[lbo-talk] The atheist delusion

Jerry Monaco monacojerry at gmail.com
Tue Jun 3 15:35:12 PDT 2008


On Tue, Jun 3, 2008 at 10:20 AM, Chris Doss <lookoverhere1 at yahoo.com> wrote:


>
> --- Doug Henwood <dhenwood at panix.com> wrote:
> >
> > But if it's so fundamental, why have so many of us
> > shed it? Most of
> > Western Europe and Japan, and even some 14% of
> > Americans are more or
> > less secular.
> >
> > Doug
> >
>
> Well, that's what the may say in surveys, but I have
> my doubts as to whether it's actually true. I believe
> that huge majorities of Europeans are secular the way
> I believe huge majorities of Americans are deeply
> religious; not really, they're saying what society
> says they would say. And discarding traditional
> religions does not mean you have necessarily become
> areligious -- you have likely shifted your
> irrationality elsewhere. Maybe -- this is all yanked
> from my nether regions, but it makes sense to me.
>
>
Secularism and religious belief can coincide. The rise of secularism in Europe is mainly a function of the distance people have stepped away from organized religion. But I have met Italians and Greeks who don't believe in the Church (Catholic or Orthodox) but believe in the "evil eye." So it is good to remember that Homo Sapiens as a species lived with various religious experiences and belief, but without organized religion, for most of the time since its emergence. The fact that a large portion of Italians (for example) no longer believe in the organized religion of their country does not mean that they don't have belief systems. It was my impression that belief in "god" is still high in Italy even if belief in Catholicism has dropped off.

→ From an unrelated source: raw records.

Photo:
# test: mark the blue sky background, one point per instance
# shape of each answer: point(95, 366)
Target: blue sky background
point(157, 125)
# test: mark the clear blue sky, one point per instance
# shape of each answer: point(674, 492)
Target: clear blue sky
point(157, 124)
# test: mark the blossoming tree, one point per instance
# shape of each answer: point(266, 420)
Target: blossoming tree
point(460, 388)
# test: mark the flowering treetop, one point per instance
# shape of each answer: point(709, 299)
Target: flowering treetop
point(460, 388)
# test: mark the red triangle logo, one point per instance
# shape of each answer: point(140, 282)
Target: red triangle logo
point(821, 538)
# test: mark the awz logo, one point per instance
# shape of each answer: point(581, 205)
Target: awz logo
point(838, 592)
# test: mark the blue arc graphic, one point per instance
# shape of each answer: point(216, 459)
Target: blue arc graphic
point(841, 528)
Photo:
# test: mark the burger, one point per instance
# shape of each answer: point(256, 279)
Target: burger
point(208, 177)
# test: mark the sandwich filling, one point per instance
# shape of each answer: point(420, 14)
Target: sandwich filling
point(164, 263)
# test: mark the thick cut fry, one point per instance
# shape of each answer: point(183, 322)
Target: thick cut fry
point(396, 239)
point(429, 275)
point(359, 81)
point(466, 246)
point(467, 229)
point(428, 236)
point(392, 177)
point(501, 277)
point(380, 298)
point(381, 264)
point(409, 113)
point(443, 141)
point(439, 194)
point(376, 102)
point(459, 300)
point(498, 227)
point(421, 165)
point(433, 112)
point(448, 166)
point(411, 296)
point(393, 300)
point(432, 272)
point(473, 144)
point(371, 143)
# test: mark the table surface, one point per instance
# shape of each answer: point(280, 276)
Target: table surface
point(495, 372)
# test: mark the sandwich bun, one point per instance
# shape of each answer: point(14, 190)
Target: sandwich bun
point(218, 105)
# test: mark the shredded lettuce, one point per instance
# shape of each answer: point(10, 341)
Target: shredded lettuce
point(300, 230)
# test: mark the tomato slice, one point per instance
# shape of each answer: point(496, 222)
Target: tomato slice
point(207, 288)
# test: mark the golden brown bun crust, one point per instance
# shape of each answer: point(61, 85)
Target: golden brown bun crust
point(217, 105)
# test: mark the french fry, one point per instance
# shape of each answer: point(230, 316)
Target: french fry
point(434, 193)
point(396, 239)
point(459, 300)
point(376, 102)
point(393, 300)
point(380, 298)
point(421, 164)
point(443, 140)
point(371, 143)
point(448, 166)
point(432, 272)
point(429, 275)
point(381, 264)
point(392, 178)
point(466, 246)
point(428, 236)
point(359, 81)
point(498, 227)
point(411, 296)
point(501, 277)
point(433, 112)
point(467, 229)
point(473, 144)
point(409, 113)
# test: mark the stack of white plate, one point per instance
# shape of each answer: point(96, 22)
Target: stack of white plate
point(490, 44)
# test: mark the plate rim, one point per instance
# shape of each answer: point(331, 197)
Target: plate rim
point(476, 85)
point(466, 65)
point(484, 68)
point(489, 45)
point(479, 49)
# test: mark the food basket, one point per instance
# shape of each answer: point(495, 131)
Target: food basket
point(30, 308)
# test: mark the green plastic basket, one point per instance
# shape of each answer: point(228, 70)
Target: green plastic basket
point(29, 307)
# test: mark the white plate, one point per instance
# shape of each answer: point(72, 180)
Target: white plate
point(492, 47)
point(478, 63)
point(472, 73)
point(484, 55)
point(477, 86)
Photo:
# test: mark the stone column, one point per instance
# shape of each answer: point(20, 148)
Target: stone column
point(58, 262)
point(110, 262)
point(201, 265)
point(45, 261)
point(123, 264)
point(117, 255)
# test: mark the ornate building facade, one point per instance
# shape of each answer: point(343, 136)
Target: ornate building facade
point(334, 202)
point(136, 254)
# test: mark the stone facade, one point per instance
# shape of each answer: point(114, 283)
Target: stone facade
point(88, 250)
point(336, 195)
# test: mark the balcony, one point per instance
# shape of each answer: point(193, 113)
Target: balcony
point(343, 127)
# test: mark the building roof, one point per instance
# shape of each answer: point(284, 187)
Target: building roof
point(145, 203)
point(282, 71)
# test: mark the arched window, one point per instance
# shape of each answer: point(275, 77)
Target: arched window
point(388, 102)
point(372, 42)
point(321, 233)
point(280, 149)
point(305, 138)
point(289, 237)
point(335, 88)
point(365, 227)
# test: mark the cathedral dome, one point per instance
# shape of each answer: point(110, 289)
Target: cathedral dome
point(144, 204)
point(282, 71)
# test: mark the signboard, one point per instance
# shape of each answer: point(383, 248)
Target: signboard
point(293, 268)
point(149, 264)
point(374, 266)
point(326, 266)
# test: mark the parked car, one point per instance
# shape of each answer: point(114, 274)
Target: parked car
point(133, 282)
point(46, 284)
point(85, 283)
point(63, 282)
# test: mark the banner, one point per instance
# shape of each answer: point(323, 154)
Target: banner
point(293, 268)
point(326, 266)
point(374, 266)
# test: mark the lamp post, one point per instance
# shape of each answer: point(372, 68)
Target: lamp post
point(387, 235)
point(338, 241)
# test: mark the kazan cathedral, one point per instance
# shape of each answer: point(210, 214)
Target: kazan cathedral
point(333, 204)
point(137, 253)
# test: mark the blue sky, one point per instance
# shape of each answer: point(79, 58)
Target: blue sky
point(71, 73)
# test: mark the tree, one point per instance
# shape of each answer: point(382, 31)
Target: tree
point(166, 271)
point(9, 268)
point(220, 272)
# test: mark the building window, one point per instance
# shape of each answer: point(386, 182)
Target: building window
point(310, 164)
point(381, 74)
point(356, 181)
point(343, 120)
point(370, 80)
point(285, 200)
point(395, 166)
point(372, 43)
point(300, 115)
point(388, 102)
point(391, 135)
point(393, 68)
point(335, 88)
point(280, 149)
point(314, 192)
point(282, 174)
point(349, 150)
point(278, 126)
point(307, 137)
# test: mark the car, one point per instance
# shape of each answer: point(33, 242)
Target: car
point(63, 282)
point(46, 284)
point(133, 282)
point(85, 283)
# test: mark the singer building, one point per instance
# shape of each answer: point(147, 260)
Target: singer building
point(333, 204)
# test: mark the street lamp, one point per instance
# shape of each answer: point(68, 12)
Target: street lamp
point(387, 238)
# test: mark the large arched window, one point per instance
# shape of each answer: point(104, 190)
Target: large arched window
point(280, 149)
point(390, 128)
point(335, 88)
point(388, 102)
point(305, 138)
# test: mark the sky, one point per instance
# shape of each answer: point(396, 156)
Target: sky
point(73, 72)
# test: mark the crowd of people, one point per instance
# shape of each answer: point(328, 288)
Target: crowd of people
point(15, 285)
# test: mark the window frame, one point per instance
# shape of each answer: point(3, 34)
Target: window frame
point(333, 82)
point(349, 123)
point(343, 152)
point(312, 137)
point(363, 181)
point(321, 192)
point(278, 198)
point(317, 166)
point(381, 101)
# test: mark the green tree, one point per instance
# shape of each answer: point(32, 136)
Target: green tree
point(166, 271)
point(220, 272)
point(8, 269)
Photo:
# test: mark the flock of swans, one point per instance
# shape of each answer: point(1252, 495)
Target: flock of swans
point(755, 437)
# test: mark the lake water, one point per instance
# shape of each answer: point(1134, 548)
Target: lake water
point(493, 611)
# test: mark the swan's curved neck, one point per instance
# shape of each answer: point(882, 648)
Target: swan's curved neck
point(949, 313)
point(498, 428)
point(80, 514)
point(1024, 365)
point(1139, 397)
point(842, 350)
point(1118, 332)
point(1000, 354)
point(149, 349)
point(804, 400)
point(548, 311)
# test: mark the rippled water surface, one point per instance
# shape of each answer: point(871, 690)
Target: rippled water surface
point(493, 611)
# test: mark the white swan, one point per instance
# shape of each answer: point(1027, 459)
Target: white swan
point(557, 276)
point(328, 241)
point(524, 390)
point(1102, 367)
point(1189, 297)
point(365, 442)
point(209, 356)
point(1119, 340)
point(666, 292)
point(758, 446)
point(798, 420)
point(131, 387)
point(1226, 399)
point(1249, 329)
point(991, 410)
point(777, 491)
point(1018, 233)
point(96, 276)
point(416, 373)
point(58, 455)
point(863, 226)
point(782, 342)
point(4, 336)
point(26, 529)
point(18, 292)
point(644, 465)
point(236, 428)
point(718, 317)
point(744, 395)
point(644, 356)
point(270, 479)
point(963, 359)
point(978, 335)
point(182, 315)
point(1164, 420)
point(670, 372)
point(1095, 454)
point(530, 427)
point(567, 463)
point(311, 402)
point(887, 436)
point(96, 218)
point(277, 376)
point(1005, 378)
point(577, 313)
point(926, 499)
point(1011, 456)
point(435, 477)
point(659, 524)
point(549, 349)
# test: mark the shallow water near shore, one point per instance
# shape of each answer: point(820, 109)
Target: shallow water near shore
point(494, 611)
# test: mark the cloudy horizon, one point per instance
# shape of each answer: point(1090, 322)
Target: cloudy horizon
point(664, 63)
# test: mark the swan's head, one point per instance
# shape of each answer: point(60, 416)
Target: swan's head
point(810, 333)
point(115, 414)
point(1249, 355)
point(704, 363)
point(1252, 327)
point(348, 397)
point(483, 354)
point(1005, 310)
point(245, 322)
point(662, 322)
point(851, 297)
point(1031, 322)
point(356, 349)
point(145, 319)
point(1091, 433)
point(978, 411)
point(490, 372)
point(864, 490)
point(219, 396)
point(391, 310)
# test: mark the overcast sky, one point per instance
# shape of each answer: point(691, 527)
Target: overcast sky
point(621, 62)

But there is a confusion here. Just because people break away from traditional religious belief systems doesn't mean that they have broken away from all belief-systems with religion-like resonance of transcendence, symbolism and superstition. Nationalism is often a belief-system with religious-like qualities. (Bertrand Russell in his "Sceptical Essays" recognized this and made arguments against nationalism part of his arguments against religion. Compare this to people such as Dawkins, Dennet and Hitchens, who do not include arguments against nationalism in their essays into this subject. Nationalism in my judgment is a far more dangerous superstition than old-fashion religion.)

I am not aware of any study that traces the rise or fall of these other religion-like belief systems in Europe along with the decline of traditional organized religion. And how would such belief-systems be tracked in the first place?. We can ask people questions about their various superstitious beliefs.... astrology, the Virgin Mary, the great mother, the evil eye, etc. But including nationalism, post-modernism, certain forms of beliefs in the existence of "free markets", as forms of superstition as I would is certainly an ideological choice. (The quote from Judith Butler in the other thread strikes me as superstitious mumbo-jumbo equivalent to the kind of Catholic Theology that the Jesuits attempted to indoctrinate me with in my youth. And such a determination, as mine, is certainly an ideological choice along with including nationalism or "free markets" as a form of superstition. But it doesn't mean that these belief systems are any less religious-like in their function.) So how are we to know whether the rise of secularism in Western Europe actually tracks a decline in religious like belief-systems and superstitious narratives? It's possible that such declines are taking place but I doubt it at the moment.

It is my hunch that in order to get along in life practically all of us most of the time do need a comprehensive belief system of some sort and it is the "belief--system" that is fundamental and universal and that we don't shed, and not any particular kind of religious experience or practice.